Any downhole quantification of hydrocarbon filtrate content requires knowledge of the properties of a virgin reservoir fluid and pure OBM filtrate. These properties, here referred to as endpoints, cannot be measured directly in most cases. This is the core challenge of real-time OBM contamination monitoring (OCM). Accurate native fluid characterization is the gateway, not only to obtain clean samples, but also to understand fluid property distributions with confidence in a single well and across the entire reservoir. It is also an enabler for the emerging DFA workflow to use downhole sensor data to characterize the reservoir and the slow dynamic processes that give rise to its fluid distribution.

The mixing rule for optical density has been used for OCM in the past two decades. The assumption has been made that the crude oil is "dark" in an optical color channel where the mud filtrate is assumed "colorless" (coloration is associated with asphaltene content). However, this method is valid only for oil with sufficient asphaltene content in solution (enough optical density in color channels), and it may be erroneous in cases in which the OBM filtrate is not colorless in specified channels or the reservoir fluid does not exhibit color. Moreover, the accuracy of the endpoint characterization is limited if there is no or minimal optical density contrast between the oil and the filtrate. Such lack of contrast in optical density is frequently observed, typically when mud systems absorb color due to well-to-well reuse or if the native fluid lacks color. New physical chemistry-based mixing rules and algorithms have been developed for mass density, optical density, and gas/oil ratio (GOR), and the results are confirmed by laboratory measurements. This novel methodology enables accurate quantification of both the OBM filtrate and the pure virgin formation fluid. The self-consistency of using multiple independent sensors provides confidence and greatly improves the robustness and quality control of OBM filtrate contamination monitoring downhole. Finally, contamination results can be expressed in volume or weight percent and as live fluid or stock-tank liquid (oil) fraction for easy comparison to laboratory results.

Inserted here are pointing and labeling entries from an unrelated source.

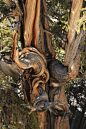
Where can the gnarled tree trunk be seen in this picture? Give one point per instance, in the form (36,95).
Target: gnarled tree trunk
(45,77)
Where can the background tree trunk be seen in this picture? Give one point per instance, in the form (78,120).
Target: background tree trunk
(41,72)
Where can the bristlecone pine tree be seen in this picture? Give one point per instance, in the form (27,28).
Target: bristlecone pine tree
(44,76)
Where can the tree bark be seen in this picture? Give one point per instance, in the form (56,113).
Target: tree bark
(44,76)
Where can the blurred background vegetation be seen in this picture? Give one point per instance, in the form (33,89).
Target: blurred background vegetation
(58,17)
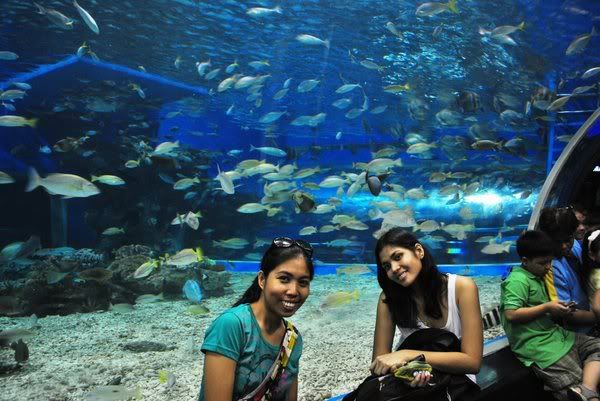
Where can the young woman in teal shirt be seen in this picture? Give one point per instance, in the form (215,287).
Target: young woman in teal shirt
(243,343)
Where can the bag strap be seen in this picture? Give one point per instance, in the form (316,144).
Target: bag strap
(269,383)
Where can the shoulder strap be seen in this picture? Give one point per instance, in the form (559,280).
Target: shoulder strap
(276,370)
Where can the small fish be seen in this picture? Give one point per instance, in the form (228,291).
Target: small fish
(263,12)
(192,291)
(185,257)
(312,40)
(165,377)
(201,67)
(558,103)
(212,74)
(132,163)
(5,178)
(8,56)
(429,9)
(113,231)
(280,94)
(17,121)
(368,64)
(352,270)
(579,44)
(108,180)
(374,184)
(340,298)
(309,230)
(149,298)
(87,18)
(590,73)
(145,269)
(199,310)
(397,88)
(342,103)
(346,88)
(378,109)
(392,28)
(271,117)
(307,85)
(232,67)
(21,351)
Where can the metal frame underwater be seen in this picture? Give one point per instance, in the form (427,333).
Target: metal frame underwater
(501,269)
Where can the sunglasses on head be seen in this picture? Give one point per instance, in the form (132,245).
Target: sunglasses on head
(286,242)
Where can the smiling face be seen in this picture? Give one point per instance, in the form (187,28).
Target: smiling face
(402,265)
(286,287)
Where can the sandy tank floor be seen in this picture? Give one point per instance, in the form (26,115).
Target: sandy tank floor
(71,355)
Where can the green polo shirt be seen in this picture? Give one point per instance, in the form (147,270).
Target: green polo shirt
(540,341)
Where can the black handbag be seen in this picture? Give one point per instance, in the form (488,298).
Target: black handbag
(443,386)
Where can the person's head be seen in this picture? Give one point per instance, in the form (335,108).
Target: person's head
(283,281)
(560,224)
(591,244)
(580,215)
(403,265)
(536,251)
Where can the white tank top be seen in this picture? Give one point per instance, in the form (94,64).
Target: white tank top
(453,323)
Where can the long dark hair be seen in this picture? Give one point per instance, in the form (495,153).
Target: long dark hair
(401,300)
(588,247)
(273,257)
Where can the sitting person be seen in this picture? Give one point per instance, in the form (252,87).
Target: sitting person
(591,266)
(565,280)
(568,363)
(415,294)
(248,341)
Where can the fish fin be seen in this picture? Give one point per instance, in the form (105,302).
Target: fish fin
(34,180)
(452,6)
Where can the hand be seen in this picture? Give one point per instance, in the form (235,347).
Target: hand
(421,379)
(558,308)
(387,363)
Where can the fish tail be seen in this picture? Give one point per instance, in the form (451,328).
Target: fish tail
(41,10)
(452,6)
(34,180)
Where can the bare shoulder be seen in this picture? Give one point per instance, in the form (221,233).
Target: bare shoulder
(465,287)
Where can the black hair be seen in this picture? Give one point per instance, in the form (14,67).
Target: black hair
(559,223)
(588,248)
(535,244)
(273,257)
(400,300)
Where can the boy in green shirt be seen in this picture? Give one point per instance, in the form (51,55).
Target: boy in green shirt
(568,363)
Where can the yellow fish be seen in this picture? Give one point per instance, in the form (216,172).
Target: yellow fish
(340,298)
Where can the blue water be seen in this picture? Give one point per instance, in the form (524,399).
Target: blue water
(139,43)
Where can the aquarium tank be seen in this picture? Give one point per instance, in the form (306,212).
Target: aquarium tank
(150,151)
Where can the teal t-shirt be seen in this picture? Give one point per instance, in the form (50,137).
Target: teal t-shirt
(540,341)
(236,335)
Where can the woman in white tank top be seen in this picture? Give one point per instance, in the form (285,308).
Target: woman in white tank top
(417,295)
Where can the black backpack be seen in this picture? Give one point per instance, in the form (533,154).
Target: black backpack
(443,387)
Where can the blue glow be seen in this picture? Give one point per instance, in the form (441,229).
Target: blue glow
(486,199)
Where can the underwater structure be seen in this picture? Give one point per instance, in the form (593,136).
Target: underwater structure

Three field case studies demonstrate the requirements and effectiveness of the new method. A brief description of the formation testing objectives sets the scene, not only for the contamination monitoring accuracy requirement but also for demonstrating the need to obtain uncontaminated native fluid for determining composition, GOR, live-fluid density, and optical density. Case studies include gas condensate, light oil, and black oil examples, and all results are in good agreement with the results of the laboratory analysis.